= Guy Autret de Missirien =

Guy Autret de Missirien, Lord of Missirien, Lesergué, Kergoz, etc., was a French historian and genealogist born around 1599 in Goulien, Province of Brittany, France and died in Paris on 3 April 1660.

He was the second son of Yves Autret, Lord of Lesoualc'h, etc. and Marie Du Menez.
He had Guy Éder de La Fontenelle as a godfather - who, during the wars of the League, killed Guy Autret's grandfather.

== Works ==
In 1637, he published the Annotations sur les lettres patentes du Roy portant commission de convoquer le ban et l'arrière-ban de Bretagne…

He wrote two articles for the Gazette de France on the return of Henriette de France, in 1644.

In 1655 he edited a Vie de saint Joachim today lost.
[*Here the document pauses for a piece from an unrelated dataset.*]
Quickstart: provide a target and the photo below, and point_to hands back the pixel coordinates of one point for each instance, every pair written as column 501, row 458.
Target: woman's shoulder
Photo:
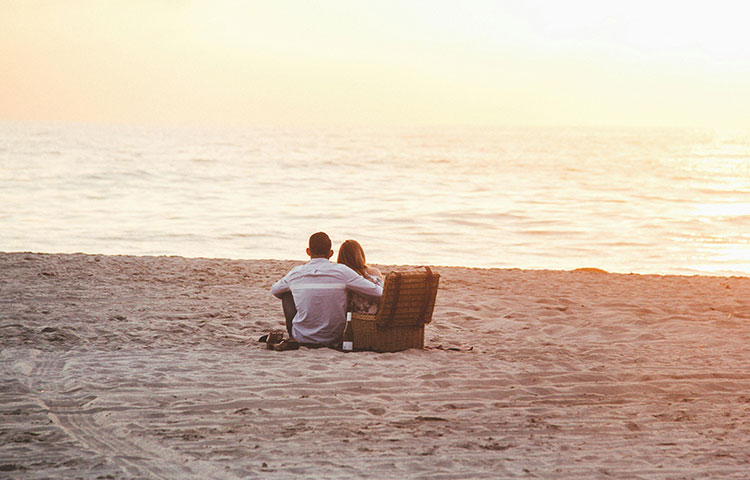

The same year, he published his Dessein et projet de l'histoire généalogique de Bretagne. However, this "Histoire généalogique de Bretagne" was unfinished at his death.

He re-edited and augmented the Vie des Saints de la Bretagne by Albert Le Grand, in 1659.

His correspondence with Pierre d'Hozier was published in 1899 by the Comte de Rosmorduc. Another part of the correspondence was published in 1940 by Daniel Bernard.

== Bibliography ==
- Rosmorduc (comte de), Lettres inédites de Guy Autret, seigneur de Missirien, correspondent de Pierre d'Hozier en Basse-Bretagne. 1635-1660, the author, Saint-Brieuc, 1899
- Henri Waquet, "Messire Guy Autret sieur de Missirien et de Lesergué", in Mémoires de la Société d'Histoire et d'Archéologie de Bretagne, volume XXII.